To address these challenges, we build on our state-of-the-art GS and high-rung DFT methods and codes. We further decrease their already outstanding computational time and data requirements through concerted theoretical, algorithmic, and software developments. In particular, we introduce novel data-compression and physics-based ideas to reduce the associated basis set and local approximation effects, achieving higher accuracy at widely affordable computational cost.

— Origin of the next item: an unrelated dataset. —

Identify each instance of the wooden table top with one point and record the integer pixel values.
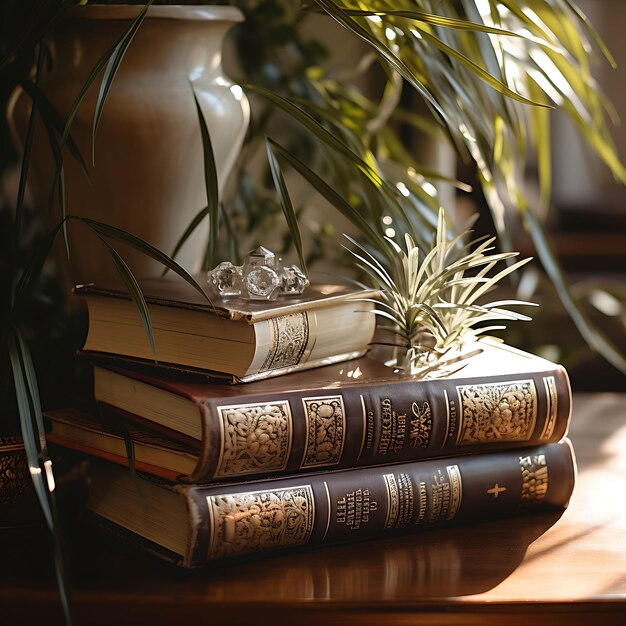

In parallel, we devised new ways to combine the strengths of the above quantum chemistry approaches. First, we utilize components from the accelerated GS-type models to develop a new type of DFT method with outstanding accuracy-over-cost performance. Second, we advanced quantum embedding schemes, which apply the more accurate but expensive GS methods to the chemically most relevant regions (e.g. catalytic centers or close-contact intermolecular interactions), while quantum mechnically (QM) embedding them in a larger, efficiently computed DFT environment to account for solvent, biochemical, or crystal environment effects.
The calculation of measurable properties requires advanced techniques to evaluate derviatives needed for the response to external effects. By overcoming data storage and communication bottlenecks, we developed a massively parallel and memory-efficient GS gradient code. On a single 128-core node, this code already outperforms the best current alternatives by an order of magnitude. We also introduced a quantum embedding framework that enables the relatively simpler introduction of localization considerations to GS derivative properties, laying the foundation for further advances in the second half of the project.
Beyond enabling novel (bio)chemical applications (see below), our methods provide unprecedented quality reference data for large, real-world molecules. These references are critical for assessing, improving, and training more affordable methods such as DFT, machine learning (ML), and molecular mechanics (MM).
Our new methods are regularly released in the MRCC package at www.mrcc.hu with open source for academic use and facilitation of commercial use.